Eddie Giles, former Telegraph northern sports editor, has died

Eddie Giles, a former northern sports editor of the Daily Telegraph, has died at his Essex home, aged 84.

Eddie Giles: much liked and respected sports journalist
Eddie Giles: much liked and respected sports journalist

Giles, who was born in Cheltenham but whose family moved to Derbyshire when he was two, began his career with the Derby Evening Telegraph, which he joined in 1944 after leaving Loughborough Grammar School.

He remained with the Derby paper until 1956 – interrupted when he did his National Service in the RAF – when he moved to the Bristol Evening Post as chief sports sub-editor and then deputy sports editor.

In 1970 he moved to Manchester, where he worked at the Daily Telegraph until 1987 before switching to the London office.

For the last eight years of his career, until he retired in 1993, he was the broadsheet’s northern sports editor. He continued writing, producing books on Derby County, Nottingham Forest, Notts County and both Bristol clubs.

He died just after Christmas, from prostate cancer from which he had suffered for a number of years. He leaves a widow, Joan, two children and four grandchildren.

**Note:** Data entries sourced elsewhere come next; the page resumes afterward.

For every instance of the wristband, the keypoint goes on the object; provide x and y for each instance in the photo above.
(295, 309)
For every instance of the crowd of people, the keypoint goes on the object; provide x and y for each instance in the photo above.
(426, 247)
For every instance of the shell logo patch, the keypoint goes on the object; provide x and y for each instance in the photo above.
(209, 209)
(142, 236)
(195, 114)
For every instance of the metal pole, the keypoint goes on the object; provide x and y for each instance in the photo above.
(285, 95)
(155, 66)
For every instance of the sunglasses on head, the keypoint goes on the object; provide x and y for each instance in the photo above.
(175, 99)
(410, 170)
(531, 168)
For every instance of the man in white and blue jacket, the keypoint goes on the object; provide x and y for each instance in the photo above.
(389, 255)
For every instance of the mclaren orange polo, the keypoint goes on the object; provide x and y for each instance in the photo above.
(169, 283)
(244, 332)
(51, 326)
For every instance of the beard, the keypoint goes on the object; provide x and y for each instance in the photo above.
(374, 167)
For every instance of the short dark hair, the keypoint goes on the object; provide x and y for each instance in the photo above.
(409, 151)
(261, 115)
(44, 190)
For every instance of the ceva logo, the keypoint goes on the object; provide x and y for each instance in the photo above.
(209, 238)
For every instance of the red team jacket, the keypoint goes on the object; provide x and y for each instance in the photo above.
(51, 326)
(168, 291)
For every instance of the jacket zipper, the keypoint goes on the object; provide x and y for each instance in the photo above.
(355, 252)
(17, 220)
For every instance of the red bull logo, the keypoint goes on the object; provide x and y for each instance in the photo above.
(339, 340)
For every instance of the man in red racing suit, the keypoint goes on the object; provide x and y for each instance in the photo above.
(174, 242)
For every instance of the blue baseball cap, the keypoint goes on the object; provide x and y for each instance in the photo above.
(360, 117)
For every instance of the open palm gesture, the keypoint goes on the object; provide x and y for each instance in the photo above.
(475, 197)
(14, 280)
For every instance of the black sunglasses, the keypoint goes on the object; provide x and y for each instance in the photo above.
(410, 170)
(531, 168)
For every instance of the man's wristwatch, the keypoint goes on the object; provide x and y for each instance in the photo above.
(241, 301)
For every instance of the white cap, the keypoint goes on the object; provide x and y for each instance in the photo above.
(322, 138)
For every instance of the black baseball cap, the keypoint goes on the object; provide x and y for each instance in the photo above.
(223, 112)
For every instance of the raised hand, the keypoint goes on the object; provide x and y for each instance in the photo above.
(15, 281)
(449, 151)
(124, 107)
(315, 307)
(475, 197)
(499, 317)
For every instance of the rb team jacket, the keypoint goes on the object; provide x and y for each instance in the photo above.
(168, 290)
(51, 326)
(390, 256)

“Eddie Giles was an old-style newspaperman, a good operator. He was also one of the nicest people you could ever wished to have met,” SJA member Anton Rippon, who worked with Giles over many years, said.

  • The funeral will be held at St Giles and All Saints, Orsett, Essex, at 11.15am on January 15.

One thought on “Eddie Giles, former Telegraph northern sports editor, has died

  1. When I left the Mirror in Manchester I did a few shifts on the Daily
    Telegraph. After a couple of nights Eddie Giles, the sports editor,
    recognised me, and asked if I would like to do a match.

    I did one and the next night he approached me in his usual quiet way to say: “The editor has kicked up a fuss about us calling you Ted. He says it’s a nickname.” A week later I did another match and the next day I
    appeared in the Telegraph as “Edward Corbett”.

    I told Eddie my first name was in fact Edwin . . . and that is how I
    came to appear in the Telegraph three times in three weeks under three
    different names!

    No blame on Eddie who bizarrely later offered me the racing editor’s
    job. He was a decent man, entirely without side, or malice and any
    other characteristic of the high-flying head of department.